ABD Başkanı ayrıca Demokrat Parti ile masaya oturacağını ve Paris Anlaşması'ndan daha iyi bir seçenek için çalışacaklarını söyledi.
Süreç 2019'dan Önce Başlayamaz
BBC Washington muhabiri Anthony Zurcher, anlaşmadan çekilme kararının kolay uygulanamayacağını yazmış.
Zurcher, Trump'ın anlaşmadan imza çekme kararını tebliğ etse de, resmi sürecin bir sene sürdüğünü ve 2019 yılı Kasım ayına kadar başlayamayacağını söylüyor.
Bundan Sonra Ne Olacak?
Almanya'nın Bonn'dan yayın yapan medya kuruluşu Deutsche Welle (DW)'nin haberine göre Trump, ABD'nin anlaşmadan çıkma şartlarıyla ilgili henüz bir politika tercihinde bulunmadı. Başkan, yeni imzalanmış uluslararası anlaşmaların bekleme süresi olan üç buçuk yıl bekleyebilir.
Alternatif seçenek ise 1992 tarihli Birleşmiş Milletler İklim Değişikliği Çerçeve Sözleşmesi'nden de çekilmek olabilir. Bu durumda ihbar tarihinden bir sene sonra ABD bu kurumdan ve işleyişinden tamamen ayrılmış olacak.
Yenilenebilir enerji üreten Amerikan şirketleri anlaşmadan çekilmeme yönünde görüş bildirmişti. İtalya'da geçen hafta yapılan G7 zirvesi sırasında önde gelen sanayi ülkelerinden altısının liderleri Trump'ı İklim Anlaşması'nın önemine ikna etmeye çalışmışlardı.

Türkiye'den Genç bir Çevre Mühendisi olarak ben ve oluşturduğumuz ekip ile katılmayı planladığımız ve bu konuda çalışmalar yaptığımız Kasım 2017'de yapılacak olan COP23Bonn oldukça sert geçeceğe benziyor.

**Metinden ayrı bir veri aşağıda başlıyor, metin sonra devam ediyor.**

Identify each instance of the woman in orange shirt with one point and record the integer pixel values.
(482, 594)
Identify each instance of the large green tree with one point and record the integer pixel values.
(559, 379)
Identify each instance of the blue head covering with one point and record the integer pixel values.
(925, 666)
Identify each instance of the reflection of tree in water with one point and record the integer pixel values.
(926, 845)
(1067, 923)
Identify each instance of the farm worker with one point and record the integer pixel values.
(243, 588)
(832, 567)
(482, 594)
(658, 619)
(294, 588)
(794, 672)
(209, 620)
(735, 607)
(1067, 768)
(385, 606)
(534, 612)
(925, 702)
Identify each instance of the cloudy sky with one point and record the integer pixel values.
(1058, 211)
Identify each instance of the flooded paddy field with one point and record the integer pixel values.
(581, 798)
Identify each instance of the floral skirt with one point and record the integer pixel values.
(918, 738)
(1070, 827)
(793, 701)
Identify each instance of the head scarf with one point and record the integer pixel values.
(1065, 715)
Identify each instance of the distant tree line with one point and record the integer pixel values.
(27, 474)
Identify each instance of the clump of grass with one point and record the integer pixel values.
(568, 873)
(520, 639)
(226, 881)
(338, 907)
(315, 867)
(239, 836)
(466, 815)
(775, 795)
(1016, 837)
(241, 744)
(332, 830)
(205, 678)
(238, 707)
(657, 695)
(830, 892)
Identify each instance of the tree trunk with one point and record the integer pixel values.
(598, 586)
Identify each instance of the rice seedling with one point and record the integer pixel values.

Dünya'nın karbon salınımında ilk sıralarda olan ABD'nin anlaşmadan tamamen çekilmesiyle COP21 Paris Anlaşması'da hayal kırıklığına dönüşebilir.

AB ve Çin'den Ortak Açıklama, 
Obama'dan tepki Geldi
İklim değişikliğine en çok olumsuz etkide bulunan imzacılardan Çin ve AB'nin Trump'ın açıklaması üzerine ortak bir bildiri yayınlaması bekleniyor.

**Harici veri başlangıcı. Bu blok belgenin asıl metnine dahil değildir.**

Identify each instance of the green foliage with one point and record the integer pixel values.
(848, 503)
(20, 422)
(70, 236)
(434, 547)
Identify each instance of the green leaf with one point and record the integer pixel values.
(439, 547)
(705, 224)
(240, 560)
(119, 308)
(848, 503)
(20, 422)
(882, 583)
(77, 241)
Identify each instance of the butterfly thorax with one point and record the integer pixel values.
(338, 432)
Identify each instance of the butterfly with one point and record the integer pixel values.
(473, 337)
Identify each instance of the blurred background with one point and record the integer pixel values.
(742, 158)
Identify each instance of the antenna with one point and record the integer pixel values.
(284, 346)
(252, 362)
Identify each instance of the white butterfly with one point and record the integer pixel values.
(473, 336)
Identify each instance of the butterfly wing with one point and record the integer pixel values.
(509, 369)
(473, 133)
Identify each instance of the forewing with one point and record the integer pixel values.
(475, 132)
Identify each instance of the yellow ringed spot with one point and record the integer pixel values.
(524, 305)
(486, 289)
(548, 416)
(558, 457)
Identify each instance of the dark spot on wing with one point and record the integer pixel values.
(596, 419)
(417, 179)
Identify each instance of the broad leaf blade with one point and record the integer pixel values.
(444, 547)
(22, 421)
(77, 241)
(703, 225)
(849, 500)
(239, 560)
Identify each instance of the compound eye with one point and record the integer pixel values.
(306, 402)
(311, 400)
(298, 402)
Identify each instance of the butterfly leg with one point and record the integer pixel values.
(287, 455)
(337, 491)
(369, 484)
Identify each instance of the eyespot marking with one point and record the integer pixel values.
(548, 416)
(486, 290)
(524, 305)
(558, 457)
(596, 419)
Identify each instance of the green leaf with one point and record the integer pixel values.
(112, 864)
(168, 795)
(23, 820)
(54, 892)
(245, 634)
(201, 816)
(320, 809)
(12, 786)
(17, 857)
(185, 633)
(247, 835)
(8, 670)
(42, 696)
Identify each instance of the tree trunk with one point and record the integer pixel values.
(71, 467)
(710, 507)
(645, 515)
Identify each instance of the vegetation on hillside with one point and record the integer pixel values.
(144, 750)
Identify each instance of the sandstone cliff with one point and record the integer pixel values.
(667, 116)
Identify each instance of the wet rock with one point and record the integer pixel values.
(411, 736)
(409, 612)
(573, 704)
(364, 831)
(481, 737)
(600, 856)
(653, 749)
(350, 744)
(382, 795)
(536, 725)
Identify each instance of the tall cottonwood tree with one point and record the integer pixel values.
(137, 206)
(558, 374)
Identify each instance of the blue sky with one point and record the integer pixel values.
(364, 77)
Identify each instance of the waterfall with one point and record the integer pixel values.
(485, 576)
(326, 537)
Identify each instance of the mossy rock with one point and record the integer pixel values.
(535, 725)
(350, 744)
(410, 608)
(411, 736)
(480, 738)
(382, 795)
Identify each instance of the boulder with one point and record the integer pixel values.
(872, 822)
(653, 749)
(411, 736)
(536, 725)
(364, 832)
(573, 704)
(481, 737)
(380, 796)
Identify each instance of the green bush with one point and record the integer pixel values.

ABD eski Başkanı ve Paris Anlaşması'nı imzalayan Barack Obama, "Amerikan liderliğinin olmadığı, hatta mevcut yönetimin geleceği reddeden bir avuç ulusa katıldığı bir ortamda, eyaletlerimizin, şehirlerimizin ve şirketlerimizin gelecek nesilleri ve elimizdeki tek gezeni korumak için öne atılıp ellerinden geleni yapacaklarına güvenim tam" diye yazılı açıklamada bulundu. Dünya tepkili, taraflar tepkilerini dile getiriyorlar..
Kısaca Paris İklim Anlaşması Nedir?
İklim değişikliğini kontrol altına alma ve küresel ısınmayı önleme amacıyla Paris'te 2015 yılında varılan mutabakatı 197 taraf ülkeden 147'si imzalamıştı. Anlaşma ile atmosferdeki sera etkisiyle ısınmanın sanayi öncesi çağa kıyasla +2 derecenin altında tutulması konusunda uzlaşılmıştı.
Sözleşmenin sürpriz katılımcısı o güne kadar benzer anlaşmaları imzalamaktan kaçınan ve dünyanın en büyük karbon salınımı yapan ülkesi Çin olmuştu.
Anlaşmada imzası olan ülkeler, küresel sera gazı emisyonunu düşürmeyi hedefliyor. Bu adım, fosil yakıtların yanması sonucu oluşan karbon diyoksit gazının da azaltılması anlamına geliyor.